Salah and Liverpool’s summer dilemma: listening to offers while still needing the threat
Salah is once again at the center of a debate that Liverpool did not publicly invite: the club is willing to listen to proposals if convincing offers arrive in the summer, even while the forward remains under contract until 2027 and is still viewed as one of the most important players in the club’s recent history.
Why would Liverpool consider offers for Salah now?
Liverpool’s openness is being framed internally as realism rather than rejection. The logic is straightforward: time moves quickly, and a sale could represent a major financial opportunity before the player reaches the final stage of his deal. In the same breath, the stakes are obvious—Salah’s influence has been defining, and the idea of replacing it is described as extremely difficult.
Former Liverpool striker Emile Heskey has put the issue in modern-football terms: no player is entirely untouchable if the right offer arrives, and any proposal for the Egyptian forward would be evaluated. That assessment carries an implicit contradiction. Liverpool can listen, but any decision has to account for what happens to the team’s attacking identity if the player still capable of creating danger and chances leaves.
Interest has been linked to teams from the Saudi Pro League and several MLS franchises. The mere existence of those links matters because it alters the negotiating atmosphere around the next window: Liverpool’s leadership must weigh potential external demand against on-field dependence.
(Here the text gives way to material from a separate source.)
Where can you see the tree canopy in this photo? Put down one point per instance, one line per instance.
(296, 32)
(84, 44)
What the numbers and selections say about the 2025-26 shift
Speculation has accelerated because the 2025-26 season has not matched earlier standards. Across the campaign so far, Mohamed Salah has nine goals in 33 appearances, described as considerably lower than previous seasons. In the Premier League specifically, the downturn has been sharper: he has only one goal since the beginning of November.
Those figures sit in tension with the player’s established output. During his Liverpool spell, Salah produced seasons with more than 30 goal contributions across all competitions and helped deliver major trophies, including the Champions League and the Premier League. That track record is precisely why any dip becomes a club-wide storyline rather than a normal patch of form.
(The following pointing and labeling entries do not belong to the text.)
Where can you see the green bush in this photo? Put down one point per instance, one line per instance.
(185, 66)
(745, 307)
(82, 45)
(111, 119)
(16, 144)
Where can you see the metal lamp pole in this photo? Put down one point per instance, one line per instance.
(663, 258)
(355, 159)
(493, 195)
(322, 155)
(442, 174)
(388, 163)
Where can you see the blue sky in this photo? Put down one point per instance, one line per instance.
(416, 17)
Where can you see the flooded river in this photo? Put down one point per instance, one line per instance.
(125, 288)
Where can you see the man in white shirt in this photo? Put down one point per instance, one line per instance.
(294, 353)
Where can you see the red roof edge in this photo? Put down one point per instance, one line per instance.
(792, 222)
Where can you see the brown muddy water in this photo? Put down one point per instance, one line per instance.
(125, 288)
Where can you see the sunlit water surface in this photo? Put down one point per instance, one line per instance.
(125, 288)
Manager Arne Slot’s recent selections have added another layer. Slot has left the Egyptian on the bench in some important matches, including a 1-1 Premier League draw against Tottenham. Liverpool used that match to experiment with new attacking options and give opportunities to young talents such as Rio Ngumoha, described as a promising prospect. Even with those changes, the forward’s cameo role still came with a familiar theme: when introduced, he continued to show an ability to create danger and produce scoring chances.
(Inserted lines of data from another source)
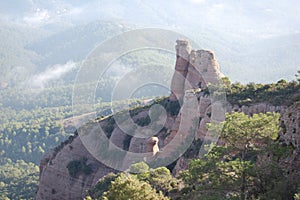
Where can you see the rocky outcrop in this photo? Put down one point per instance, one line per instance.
(194, 70)
(55, 180)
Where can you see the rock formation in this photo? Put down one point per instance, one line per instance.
(194, 71)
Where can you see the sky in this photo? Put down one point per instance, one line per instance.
(232, 28)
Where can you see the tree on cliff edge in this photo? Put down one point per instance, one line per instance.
(243, 168)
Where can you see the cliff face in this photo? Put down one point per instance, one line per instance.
(193, 71)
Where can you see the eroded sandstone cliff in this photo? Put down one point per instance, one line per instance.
(188, 106)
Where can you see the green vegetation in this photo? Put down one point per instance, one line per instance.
(280, 93)
(146, 184)
(249, 165)
(76, 167)
(246, 167)
(18, 180)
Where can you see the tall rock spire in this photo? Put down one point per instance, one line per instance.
(183, 50)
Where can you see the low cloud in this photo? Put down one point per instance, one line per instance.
(55, 72)
(39, 16)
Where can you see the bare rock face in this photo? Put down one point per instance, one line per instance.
(55, 180)
(182, 62)
(193, 71)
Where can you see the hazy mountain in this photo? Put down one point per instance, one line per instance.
(254, 41)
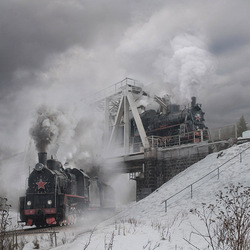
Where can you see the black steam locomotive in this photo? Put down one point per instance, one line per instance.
(56, 196)
(174, 126)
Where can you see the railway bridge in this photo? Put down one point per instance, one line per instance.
(151, 160)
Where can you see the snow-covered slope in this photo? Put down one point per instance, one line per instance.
(146, 225)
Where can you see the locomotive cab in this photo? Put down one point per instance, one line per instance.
(54, 195)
That combination—lower output, reduced starting certainty, and continued threat when used—creates the kind of ambiguity that clubs and buyers both exploit. It is also the ambiguity that Liverpool will need to resolve quickly if it wants to avoid a summer shaped by speculation rather than strategy.
Who benefits, who is implicated, and what comes next
The stakeholders are unusually clear. Liverpool stand to benefit financially if “convincing offers” materialize, particularly if the club sees an advantage in acting before the contract reaches a more delicate phase. Potential buyers, especially from the Saudi Pro League and MLS, benefit from the visibility of a public debate: uncertainty can soften a negotiating position.
Inside the football conversation, Heskey’s comments have functioned as a rationale for what would otherwise be unthinkable for many supporters. He has emphasized that offers are always listened to, while also underlining the hardest part of the decision: where Liverpool go after a player whose goal creation has been described as “ridiculous” in prior seasons.
Slot is implicated by circumstance rather than accusation. His decision to bench the forward in a high-profile league match makes the conversation unavoidable, and it also connects directly to Liverpool’s immediate competitive priorities. The club is preparing for a decisive Champions League match against Galatasaray, a fixture that sits as a near-term test of both the team’s attacking options and the manager’s confidence in deploying them.
Verified facts: Liverpool are willing to listen to offers if convincing proposals arrive in the summer; Mohamed Salah is under contract until 2027; his 2025-26 output is described as nine goals in 33 appearances with only one Premier League goal since early November; Arne Slot has benched him in some important matches including the Tottenham draw; Saudi Pro League clubs and MLS franchises have been linked with interest; Emile Heskey has stated that offers are always evaluated and that replacing his influence would be extremely difficult; Liverpool are preparing for a Champions League clash with Galatasaray.
Informed analysis: Liverpool’s dilemma is that the same evidence used to justify listening—declining production and rotation—also increases the risk of misreading what the squad can sustainably replace. If the club treats the summer as a pure market opportunity, it could discover too late that “still creating danger” is not a detail but a dependency. The next decisive games, including the Champions League test against Galatasaray, will likely intensify scrutiny rather than settle it. Until Liverpool clarifies its direction, Salah will remain both a potential sale and a tactical necessity.